What we could not prove
Whether the stuck queue was the LSI device model, the throttle-group
timer, or their interaction. The discriminating evidence (QMP
query-block, a stack trace of the QEMU process) existed in RAM at 16:47
and was destroyed by the recovery kill. If a wedge recurs autopsy before
shooting: qm guest exec will fail but qm monitor/QMP query-block,
query-status, and gdb -p <pid> -batch -ex 'thread apply all bt' on the
kvm process pin it to the line.
Fixes
| Status | Fix |
|---|---|
| shipped (this commit) | apply-mbps-caps.sh compares normalized option sets — hourly runs are now true no-ops; running VMs' throttle state is no longer rewritten 24×/day. Verified: reordered-key configs compare equal, real drift still triggers qm set, post-restart iothread configs compare equal. |
| staged, awaiting Viktor's cold stop→start | VM 102: scsihw: virtio-scsi-single + scsi0 …,iothread=1,aio=threads — replaces the LSI path with the paravirt controller all healthy VMs use, moves disk emulation off the main loop, swaps io_uring for boring thread-pool AIO. Guest pre-flight passed (CONFIG_SCSI_VIRTIO=y built-in; fstab on LVM dm-uuid/UUID). Must be a full stop→start — a guest reboot reuses the old QEMU process. |
Open follow-ups (discussed 2026-06-11, not yet built)
DevvmDownalert (up{job="devvm"} == 0 for 3m→ Slack) — closes the 90-min detection gap.- Freeze forensics: netconsole → pve listener, serial console,
kernel.panic=60, and a capture-before-kill runbook (above) so any recurrence is pinned, not mourned. - The recurring crawl class (agent storms → swap-thrash; journald watchdog-killed 3× on 2026-06-10) is a separate failure mode — ssh/tmux sessions remain memory-uncontained by explicit decision (swap-only, 2026-06-10).
Lessons
- A VM can die of QEMU-userspace causes that no guest or host kernel log
will ever show.
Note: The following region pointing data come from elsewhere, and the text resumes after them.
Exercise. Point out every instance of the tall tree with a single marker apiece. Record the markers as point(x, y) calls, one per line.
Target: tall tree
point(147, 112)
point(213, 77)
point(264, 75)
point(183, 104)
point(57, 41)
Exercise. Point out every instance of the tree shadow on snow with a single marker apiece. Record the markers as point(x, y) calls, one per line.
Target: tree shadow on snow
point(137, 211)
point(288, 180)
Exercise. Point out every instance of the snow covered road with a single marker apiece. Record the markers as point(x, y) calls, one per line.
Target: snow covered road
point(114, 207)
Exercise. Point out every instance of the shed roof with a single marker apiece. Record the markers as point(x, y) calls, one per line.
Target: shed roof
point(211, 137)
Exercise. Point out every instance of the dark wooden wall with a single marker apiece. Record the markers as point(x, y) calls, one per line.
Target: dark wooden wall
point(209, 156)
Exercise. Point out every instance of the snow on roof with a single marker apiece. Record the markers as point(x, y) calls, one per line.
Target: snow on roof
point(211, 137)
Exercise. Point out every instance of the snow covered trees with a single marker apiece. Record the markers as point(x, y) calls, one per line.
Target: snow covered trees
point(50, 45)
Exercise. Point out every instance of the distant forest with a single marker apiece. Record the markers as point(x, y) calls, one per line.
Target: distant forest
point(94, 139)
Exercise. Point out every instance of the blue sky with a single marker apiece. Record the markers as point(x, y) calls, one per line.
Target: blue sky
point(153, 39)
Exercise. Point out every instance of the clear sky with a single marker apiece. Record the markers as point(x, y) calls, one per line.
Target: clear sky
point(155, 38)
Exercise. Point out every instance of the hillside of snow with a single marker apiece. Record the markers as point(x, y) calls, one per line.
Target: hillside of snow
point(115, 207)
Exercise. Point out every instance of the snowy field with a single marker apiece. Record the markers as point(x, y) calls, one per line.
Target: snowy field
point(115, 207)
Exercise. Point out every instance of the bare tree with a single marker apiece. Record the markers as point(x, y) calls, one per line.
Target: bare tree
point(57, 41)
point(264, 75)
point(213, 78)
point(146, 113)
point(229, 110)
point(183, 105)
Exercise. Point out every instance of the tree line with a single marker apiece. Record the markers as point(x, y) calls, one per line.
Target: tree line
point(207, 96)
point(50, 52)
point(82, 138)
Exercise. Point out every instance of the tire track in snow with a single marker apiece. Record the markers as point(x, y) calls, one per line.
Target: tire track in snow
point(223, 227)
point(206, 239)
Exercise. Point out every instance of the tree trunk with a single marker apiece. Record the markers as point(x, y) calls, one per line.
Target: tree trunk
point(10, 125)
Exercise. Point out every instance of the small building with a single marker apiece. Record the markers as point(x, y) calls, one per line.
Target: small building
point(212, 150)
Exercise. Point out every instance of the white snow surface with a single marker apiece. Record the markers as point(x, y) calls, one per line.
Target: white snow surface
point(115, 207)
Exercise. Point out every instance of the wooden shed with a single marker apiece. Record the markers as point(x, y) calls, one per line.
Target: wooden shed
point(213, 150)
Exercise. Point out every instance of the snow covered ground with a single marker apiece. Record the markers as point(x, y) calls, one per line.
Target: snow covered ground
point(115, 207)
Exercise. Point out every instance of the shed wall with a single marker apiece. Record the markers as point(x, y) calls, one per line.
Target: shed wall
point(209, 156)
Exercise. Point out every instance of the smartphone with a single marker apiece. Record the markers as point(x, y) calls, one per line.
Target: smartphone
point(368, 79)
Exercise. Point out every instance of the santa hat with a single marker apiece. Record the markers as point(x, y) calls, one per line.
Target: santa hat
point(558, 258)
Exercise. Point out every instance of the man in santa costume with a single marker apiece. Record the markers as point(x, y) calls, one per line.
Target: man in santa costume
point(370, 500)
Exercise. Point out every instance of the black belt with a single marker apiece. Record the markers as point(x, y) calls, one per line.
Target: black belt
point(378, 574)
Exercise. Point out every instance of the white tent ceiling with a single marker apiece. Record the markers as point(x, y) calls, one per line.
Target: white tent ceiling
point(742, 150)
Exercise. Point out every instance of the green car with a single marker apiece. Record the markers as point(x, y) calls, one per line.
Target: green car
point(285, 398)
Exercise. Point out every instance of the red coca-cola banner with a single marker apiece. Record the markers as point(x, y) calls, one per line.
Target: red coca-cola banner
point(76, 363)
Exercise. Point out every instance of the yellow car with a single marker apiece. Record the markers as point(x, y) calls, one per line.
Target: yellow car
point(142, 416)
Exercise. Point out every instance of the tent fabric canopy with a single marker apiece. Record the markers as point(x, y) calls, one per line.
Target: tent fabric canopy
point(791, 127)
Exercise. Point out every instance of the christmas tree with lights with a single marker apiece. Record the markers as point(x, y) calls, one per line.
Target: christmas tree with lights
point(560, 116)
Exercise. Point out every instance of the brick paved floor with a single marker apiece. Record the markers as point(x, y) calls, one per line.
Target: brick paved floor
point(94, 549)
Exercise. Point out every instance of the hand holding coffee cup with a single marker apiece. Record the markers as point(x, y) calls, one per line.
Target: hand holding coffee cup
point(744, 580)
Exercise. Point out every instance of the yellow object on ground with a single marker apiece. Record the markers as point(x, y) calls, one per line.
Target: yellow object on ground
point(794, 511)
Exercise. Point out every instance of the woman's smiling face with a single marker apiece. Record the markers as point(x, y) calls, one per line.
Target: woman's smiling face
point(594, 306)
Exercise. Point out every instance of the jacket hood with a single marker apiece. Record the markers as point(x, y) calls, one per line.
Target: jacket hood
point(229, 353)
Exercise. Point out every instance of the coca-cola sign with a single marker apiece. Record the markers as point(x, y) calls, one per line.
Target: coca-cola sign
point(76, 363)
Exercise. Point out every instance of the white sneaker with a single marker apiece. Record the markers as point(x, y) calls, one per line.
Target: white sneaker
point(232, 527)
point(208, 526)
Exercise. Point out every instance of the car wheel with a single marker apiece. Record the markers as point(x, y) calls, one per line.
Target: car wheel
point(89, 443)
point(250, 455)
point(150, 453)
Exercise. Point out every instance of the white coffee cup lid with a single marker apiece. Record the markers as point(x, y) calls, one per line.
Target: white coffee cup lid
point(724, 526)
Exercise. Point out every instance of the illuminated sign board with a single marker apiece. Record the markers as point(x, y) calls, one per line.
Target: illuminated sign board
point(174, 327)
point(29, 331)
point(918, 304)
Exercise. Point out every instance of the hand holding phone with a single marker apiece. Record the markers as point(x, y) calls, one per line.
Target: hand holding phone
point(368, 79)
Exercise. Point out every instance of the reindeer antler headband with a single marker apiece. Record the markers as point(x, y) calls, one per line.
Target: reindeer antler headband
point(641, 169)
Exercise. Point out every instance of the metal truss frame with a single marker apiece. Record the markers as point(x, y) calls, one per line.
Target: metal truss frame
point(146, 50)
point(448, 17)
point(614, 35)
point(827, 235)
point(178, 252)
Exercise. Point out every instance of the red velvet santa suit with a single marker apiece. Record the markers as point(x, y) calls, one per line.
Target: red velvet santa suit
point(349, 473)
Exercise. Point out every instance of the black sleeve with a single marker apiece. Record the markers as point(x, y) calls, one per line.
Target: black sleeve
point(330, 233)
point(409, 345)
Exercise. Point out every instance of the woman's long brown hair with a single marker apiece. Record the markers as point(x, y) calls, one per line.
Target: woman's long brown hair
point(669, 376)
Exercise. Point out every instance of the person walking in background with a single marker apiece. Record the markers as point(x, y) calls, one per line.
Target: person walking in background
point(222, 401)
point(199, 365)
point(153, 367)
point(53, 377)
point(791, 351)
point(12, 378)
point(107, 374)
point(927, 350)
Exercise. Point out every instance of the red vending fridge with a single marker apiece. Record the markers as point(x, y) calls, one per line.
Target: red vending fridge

The host's per-VM RRD (pvestatd's QMP polls) is the
only witness —
diskwrite=0with a live QMP socket is the signature. - "Idempotent" reconcilers must prove idempotency against the system's
canonical output format, not against the string they themselves
constructed. A compare that never matches turns a safety net into a
24×/day fault injector — and its own journal said
updating scsi0every hour, in plain sight, for weeks. - The May-26 mbps caps fixed the sdc-saturation freeze class and introduced this one's trigger surface. Layered mitigations fail in layers — audit what a fix adds, not only what it removes.
- pve host logs are EEST (UTC+3); guest logs are UTC. Every cross-machine correlation in this incident initially looked 3h off.